The mixed refrigerant cycle shown in FIG. 1 that is used to provide refrigeration to the main heat exchanger 102 is a largely conventional single mixed refrigerant (SMR) cycle, and will therefore only briefly be described. Warmed mixed refrigerant 151 exiting the warm end of the main heat exchanger 102 is compressed in compressor 152, cooled in aftercooler 153 and separated in a phase separator 154 into a liquid stream 155 and a vapor stream. The vapor stream is further compressed in compressor 156, cooled in aftercooler 157 and separated in phase separator 158 into a liquid stream 159 and vapor stream 160. All of the aftercoolers typically use an ambient temperature fluid, such as for example air or water, as coolant.


Liquid streams 155 and 159 are passed through and subcooled in the tube side of the warm section 102A of the main heat exchanger 102 before being reduced in pressure through J-T valves and combined to form a cold refrigerant stream 161 that is passed through the shell side of the warm section 102A where it is vaporized and warmed to provide refrigeration to said section. Vapor stream 160 is passed through and cooled and partly liquefied in the tube side of the warm section 102A of the main heat exchanger 102 and is then separated in phase separator 162 into a vapor stream 164 and liquid stream 163. Liquid stream 163 is passed through and subcooled in the tube side of the middle section 102B of the main heat exchanger 102 before being reduced in pressure through a J-T valve to form cold refrigerant stream 165 which is passed through the shell side of the middle and warm sections 102B and 102A where it is vaporized and warmed to provide refrigeration to said sections (mixing in the shell side of warm section 102A with the refrigerant from stream 161). Vapor stream 164 is passed through and liquefied and subcooled in the middle 102B and cold 102C sections of the main heat exchanger 102, exiting the cold end of the main heat exchanger as cold refrigerant stream 166, a major portion of which is expanded through a J-T valve to provide cold refrigerant stream 167 that is passed through the shell side of the cold, middle and warm sections 102C, 102B and 102A where it is vaporized and warmed to provide refrigeration to said sections (mixing in the shell side of the middle section 102B with the refrigerant from stream 165 and further mixing in the shell side of the warm section 102A with the refrigerant from stream 161).


As the mixed refrigerant cycle shown in FIG. 1 is the same as that depicted in and described in relation to FIG. 1 of U.S. Pat. No. 9,945,604, further details regarding the operation said mixed refrigerant cycle can be found in the latter document, the contents of which are incorporated herein in their entirety.

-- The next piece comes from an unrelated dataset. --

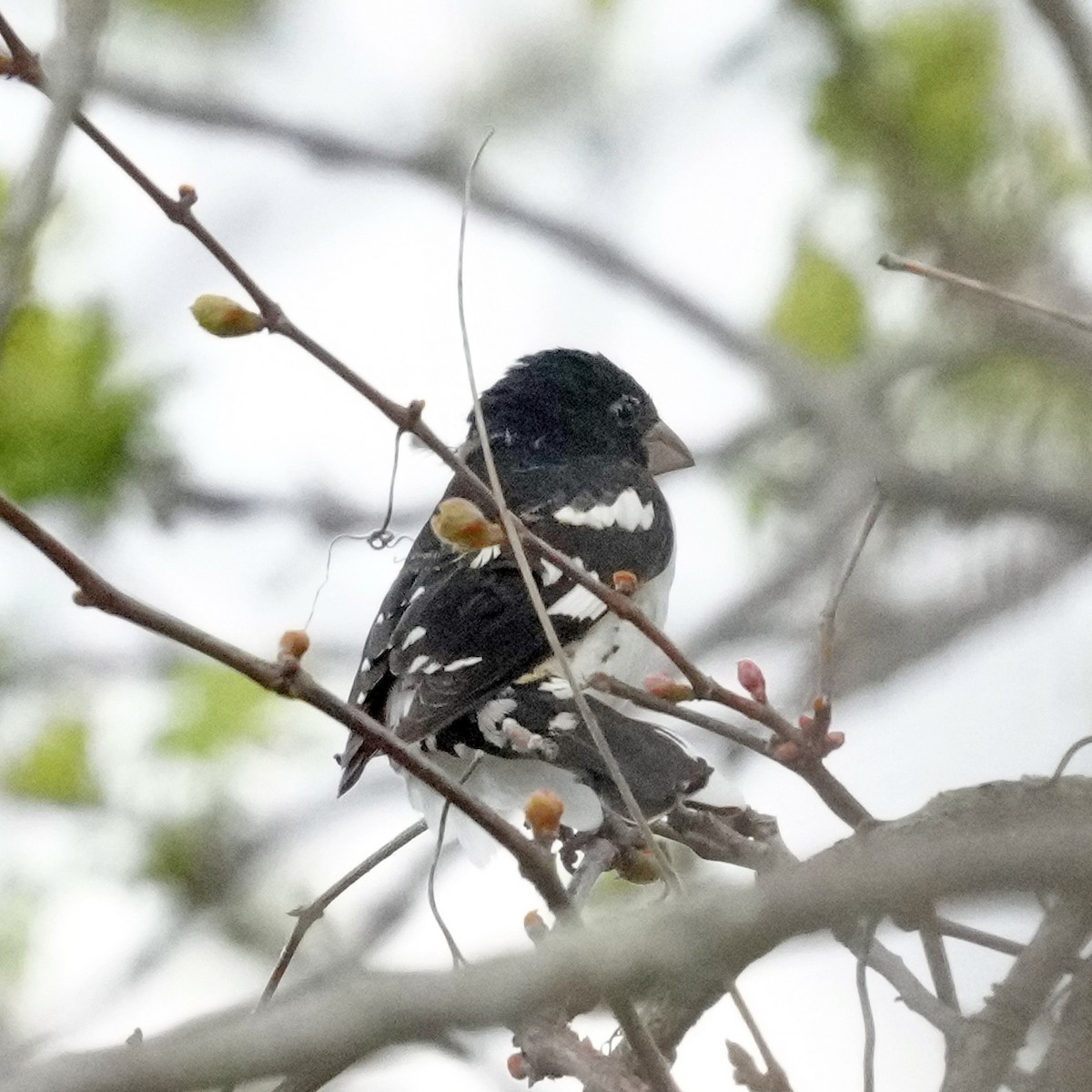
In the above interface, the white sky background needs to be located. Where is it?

The first LNG stream 104 exits the cold end of the main heat exchanger at a temperature of about −240° F. (−150° C.). The first LNG stream 104 is then further cooled by being passed through the warm side of reboiler heat exchanger 106 and expanded by being passed through J-T valve 108 before being introduced into distillation column 110 at an intermediate location of the column, between two separation sections. Inside the distillation column, the first LNG stream is partially vaporized and is separated into a nitrogen enriched overhead vapor and a nitrogen depleted bottoms liquid. A stream 141 of the bottoms liquid is passed through the cold side of reboiler heat exchanger 106 where it is warmed and at least partially vaporized, via indirect heat exchange with the first LNG stream 104, so as to provide boilup for the distillation column 110. Another stream 132 of the bottoms liquid is withdrawn from the bottom of the distillation column to form a second, nitrogen depleted LNG stream that may be taken directly as the nitrogen depleted LNG product or that may first be stored in an LNG storage tank (not shown).


Reflux for distillation column 110 is provided by recycling and condensing (liquefying) some of the nitrogen enriched overhead vapor. A stream of overhead vapor 112 is warmed to near ambient temperature by being passed through the cold side of overhead heat exchanger 114, and is then divided into two portions. A first portion forms a recycle stream 118, 133, 130 that is used to provide reflux to the distillation column, while a second portion forms a nitrogen vent stream 116 that is vented to atmosphere. The recycle stream 118 is compressed to a high pressure in compressor 120 and cooled in an aftercooler, and the compressed stream 133 is then passed through the warm side of overhead heat exchanger 114 where it is cooled, liquefied and subcooled, via indirect heat exchange with stream 112, before being expanded in J-T valve 143 to form a liquid or two-phase recycle stream 130 that is introduced into the top of the distillation column to provide reflux.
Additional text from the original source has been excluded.